Akhir-akhir ini perempuan ini tidak sukai selai, apapun itu, termasuk selai kacang kesukaannya. Ia hanya makan roti tawar. Kadang aneh, malah makan pinggirannya saja. Suaminya yang memakan tengahnya.
Setelah perut terisi, ia berjalan menuju wastafel air untuk mencuci gelas. Kemudian melanjutkan bacaannya lagi.
“Sampai mana tadi?”
Perempuan itu membuka halaman demi halaman dengan hati-hati.
“Oh ya, judulnya “Di Kantin" kalau tidak salah. Ini dia. Oke. Lanjut.”
Di sisi lain, masih di kantin, seorang remaja perempuan mengganggu salah satu ibu kantin demi misi anehnya.
“Bu, Bu Nur,” Leona berbisik.
“Bu Nur,” kali ini Leona mengeraskan suaranya sebab siswa-siswi yang sedang memesan makanan jauh lebih nyaring suaranya.
“Apa?”
“Boleh masuk?”
“Mau bantu to? Yo wes kalau bantu masuk o”
Karena telah mendapat izin Leona masuk ke ‘dapur Bu Nur’, tempat Bu Nur mengais rezeki. ‘Dapur Bu Nur' adalah sebuah ruangan petak berukuran 2×2 meter yang tak berpintu. Ada etalase dengan panjang 150 cm yang menjadi sekat antara Mbak Nur dengan para calon pembeli, di situlah segala macam sayur dan lauk masakan Bu Nur dipamerkan. Selain etalase tersebut ada rak piring dan sebuah meja yang ditumpangi magic com di sayap kiri ruangan ini.
“Aku tidak ingin membantu Bu, justru aku mau minta bantuan,” bisik Leona.
“Walah, apa, mau hutang to? Yo wes lah.”
“Bukan. Buruk sangka saja sih Bu Nur ini. Pinjami aku piring Bu!”
“Ya Allah, pintar sekali dia.”
“Buat apa?” jawab Bu Nur tanpa menoleh ke arah Leona sebab sibuk melayani pembeli.
“Ada lah pokoknya, aku cuci sendiri kok Bu nanti, aku kasih imbalan deh, aku bereskan piring-piring kotor milik Ibu yang ditinggalkan oleh orang-orang di meja-meja.”
“Dicucikan sekalian ya semua?”
“Oh ya tidak dong Bu, tidak adil itu.”
“Ya ya bercanda, cepat sana ambil piringnya dan pergi dari sini.”
“Terima kasih.”
Leona segera membuka tasnya, ya, ia membawa tas menuju kantin.
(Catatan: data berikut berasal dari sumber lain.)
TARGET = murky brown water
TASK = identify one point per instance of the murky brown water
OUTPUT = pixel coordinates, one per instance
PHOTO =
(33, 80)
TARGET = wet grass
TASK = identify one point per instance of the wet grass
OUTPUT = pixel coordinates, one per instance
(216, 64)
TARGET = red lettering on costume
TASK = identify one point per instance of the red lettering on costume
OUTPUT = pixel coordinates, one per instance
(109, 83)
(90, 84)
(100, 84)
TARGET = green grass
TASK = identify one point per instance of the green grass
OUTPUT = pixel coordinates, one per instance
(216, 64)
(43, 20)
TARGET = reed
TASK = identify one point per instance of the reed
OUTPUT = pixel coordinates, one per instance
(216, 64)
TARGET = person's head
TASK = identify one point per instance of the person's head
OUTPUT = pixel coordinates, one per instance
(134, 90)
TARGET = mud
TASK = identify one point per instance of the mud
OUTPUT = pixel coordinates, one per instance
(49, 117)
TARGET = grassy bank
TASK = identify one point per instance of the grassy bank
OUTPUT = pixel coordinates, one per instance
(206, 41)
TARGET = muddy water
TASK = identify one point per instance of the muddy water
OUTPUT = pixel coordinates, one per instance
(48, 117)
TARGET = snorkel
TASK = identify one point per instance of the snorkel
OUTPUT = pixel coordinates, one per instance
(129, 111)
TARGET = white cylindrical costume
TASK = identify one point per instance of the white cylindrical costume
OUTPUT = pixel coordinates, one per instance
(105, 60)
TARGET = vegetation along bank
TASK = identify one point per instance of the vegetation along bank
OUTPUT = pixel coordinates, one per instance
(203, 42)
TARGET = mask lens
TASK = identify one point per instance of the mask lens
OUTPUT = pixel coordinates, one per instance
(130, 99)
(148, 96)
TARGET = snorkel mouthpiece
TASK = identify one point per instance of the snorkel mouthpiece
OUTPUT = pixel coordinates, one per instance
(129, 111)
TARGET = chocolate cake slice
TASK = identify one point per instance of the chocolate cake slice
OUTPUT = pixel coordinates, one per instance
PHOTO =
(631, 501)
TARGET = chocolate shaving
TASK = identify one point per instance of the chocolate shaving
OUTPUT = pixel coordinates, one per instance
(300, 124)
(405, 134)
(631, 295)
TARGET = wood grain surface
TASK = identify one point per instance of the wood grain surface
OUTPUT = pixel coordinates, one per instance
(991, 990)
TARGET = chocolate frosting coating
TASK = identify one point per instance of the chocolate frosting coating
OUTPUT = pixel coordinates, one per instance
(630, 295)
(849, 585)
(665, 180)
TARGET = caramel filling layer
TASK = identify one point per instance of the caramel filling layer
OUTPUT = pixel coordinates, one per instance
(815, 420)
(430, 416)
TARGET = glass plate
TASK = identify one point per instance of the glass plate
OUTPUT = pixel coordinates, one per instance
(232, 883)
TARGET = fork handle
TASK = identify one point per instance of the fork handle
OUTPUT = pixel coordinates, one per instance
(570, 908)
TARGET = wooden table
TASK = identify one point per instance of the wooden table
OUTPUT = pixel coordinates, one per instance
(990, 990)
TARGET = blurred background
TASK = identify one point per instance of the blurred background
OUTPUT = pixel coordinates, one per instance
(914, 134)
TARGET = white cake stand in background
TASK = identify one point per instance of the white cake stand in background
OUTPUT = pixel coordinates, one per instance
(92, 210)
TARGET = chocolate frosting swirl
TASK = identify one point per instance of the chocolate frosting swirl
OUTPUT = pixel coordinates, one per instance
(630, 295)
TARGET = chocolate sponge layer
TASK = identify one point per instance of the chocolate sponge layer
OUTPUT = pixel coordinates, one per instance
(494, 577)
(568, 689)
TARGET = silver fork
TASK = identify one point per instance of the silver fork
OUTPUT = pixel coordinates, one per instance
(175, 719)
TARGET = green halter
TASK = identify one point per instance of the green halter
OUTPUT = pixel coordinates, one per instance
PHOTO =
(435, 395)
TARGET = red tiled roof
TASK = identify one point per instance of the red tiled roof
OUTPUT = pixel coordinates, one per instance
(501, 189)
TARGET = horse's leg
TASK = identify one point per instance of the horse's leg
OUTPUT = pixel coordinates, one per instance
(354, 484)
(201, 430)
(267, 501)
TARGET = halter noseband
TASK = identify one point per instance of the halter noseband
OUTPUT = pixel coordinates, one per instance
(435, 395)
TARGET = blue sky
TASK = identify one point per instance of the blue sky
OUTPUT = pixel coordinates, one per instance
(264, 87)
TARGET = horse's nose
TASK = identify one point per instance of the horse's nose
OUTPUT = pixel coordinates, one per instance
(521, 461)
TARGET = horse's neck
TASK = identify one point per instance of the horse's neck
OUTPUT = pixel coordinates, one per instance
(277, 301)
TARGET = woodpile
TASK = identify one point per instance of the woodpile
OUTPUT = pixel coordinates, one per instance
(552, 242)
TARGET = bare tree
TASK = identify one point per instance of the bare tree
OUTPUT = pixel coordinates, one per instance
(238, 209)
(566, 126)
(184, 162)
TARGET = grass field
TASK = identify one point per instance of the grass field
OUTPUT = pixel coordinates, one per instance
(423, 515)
Ia mengeluarkan sebuah tepak makan terlebih dahulu kemudian menutup tas itu kembali. Leona segera membuka tepak makan yang ia ambil lalu memindahkan isinya ke atas piring yang ia pinjam.
KAMU SEDANG MEMBACA
(Bukan Berarti) Ia Takluk Oleh Hujan
Novela JuvenilKita akan mengerti setelah membaca semua. Bukan, membaca bukan hanya tentang sesuatu yang tersurat, kita harus membaca sesuatu yang tersirat pula. Bahkan selayaknya mencari tahu tentang yang samar agar pemahaman kita tentang suatu kisah menjadi semp...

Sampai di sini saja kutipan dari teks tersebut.